Dad seufzte: „Sie war ziemlich sauer auf euch. Dann ist sie ins Fitnessstudio.".

„Ins Fitnessstudio?", fragte Julie und auch ich musste lachen. Mom zahlte seit drei Jahren ihre Mitgliedschaft, war jedoch seit zwei Jahren nicht mehr da.

„Ja und dort hat sie dann Doktor Hegers getroffen.".

„Wirklich?", fragte ich ungläubig. Wie klein die Welt doch ist.

„Eure Mom hat mit ihr gesprochen und Doktor Hegers konnte sie besänftigen.".

Die arme Therapeutin. Da will sie einfach nur einmal Sport machen und muss dann auch noch in ihrer Freizeit arbeiten. Die Ärmste. Allerdings war ich ihr mehr als dankbar dafür, dass sie meine Mom beruhigt hat.

„Dann ist die Psycho-Tante ja doch für etwas gut.", stellte Julie fest.

„Ihr solltet euch trotzdem zusammen reißen.", Dad sah uns ermahnend an „Eure Mom hat es gerade nicht leicht. Und wenn ihr drei euch gegen sie verschwört, dann macht ihr es nur noch schlimmer.".

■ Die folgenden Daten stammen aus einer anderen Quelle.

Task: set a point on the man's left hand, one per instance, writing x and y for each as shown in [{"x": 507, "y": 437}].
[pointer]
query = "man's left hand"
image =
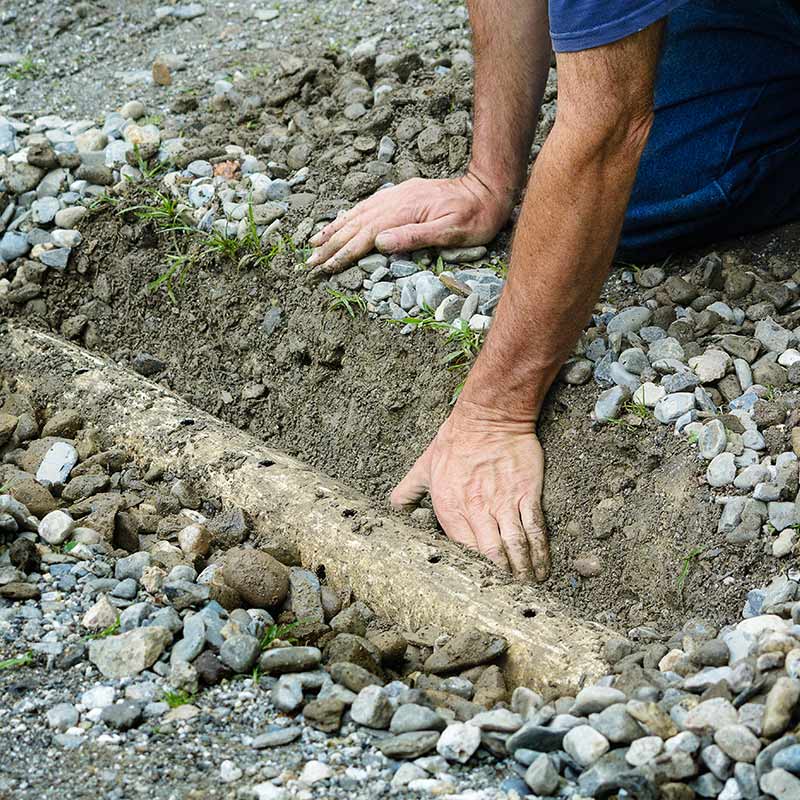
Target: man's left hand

„Wir haben uns nicht verschworen.", rechtfertigte uns Grayson „Wir haben unsere Joker eingelöst. Das sind ihre Regeln in ihrem Spiel. Wir haben nichts falsch gemacht.".

Dad seufzte: „Schon gut. Aber seid trotzdem nicht so hart zu ihr.", er sah zu Julie und klopfte ihr auf die Schultern: „Na los, Julie. Ab ins Bett.".

Meine Schwester stand auf und lief zur Treppe. Ich erhob mich ebenfalls: „Ich werde auch schlafen gehen. Ich wollte morgen früh zu Anna fahren.".

„Solange du davor mit uns frühstückst.", grinste Grayson und Dad warf ihm einen strengen Blick zu: „Ich meine das ernst, Grayson.".

„Ich auch. Todernst. Ich muss extra für euch in aller Herrgottsfrühe aufstehen. Und das an einem Sonntag.".

Lachend lief ich zur Treppe: „Nacht, Dad! Nacht, Gray!".

„Darf ich nach dem Frühstück dann eigentlich wieder ins Bett gehen?", hörte ich meinen Bruder fragen, woraufhin mein Dad streng „Grayson!" rief.

Kopfschüttelnd schloss ich meine Zimmertür hinter mir. Ich nahm meine Perücke ab und setzte stattdessen eine gelbe Stoffmütze auf und wechselte meine Klamotten gegen meinen Schlafanzug. Gerade als ich meine Jeans auszog, fiel der Zettel mit dem dämlichen Glückskeksspruch aus der Tasche. Ich hatte ihn vorhin schnell in meine Hosentasche gesteckt, damit Zayn ihn nicht las. Und jetzt lag er hier, auf dem Boden meines Zimmers. Einige Sekunden lang starrte ich den Zettel an, ohne mich zu bewegen, dann hob ich ihn auf. Der Gesunde ist unwissend reich. Wenn das so ist, was bin ich dann? Wissend arm? Der Spruch war ja eigentlich ganz schön. Und wahr. Aber ich fühlte mich einfach vom Universuch reingelegt. Ich wusste, dass es Zufall war, dass ich diesen Keks erwischt habe. Aber aus irgendeinem Grund bildete ich mir ein, dass mich das Universum damit einfach provozieren und mir mit einem höhnischen Grinsen den Mittelfinger zeigen wollte.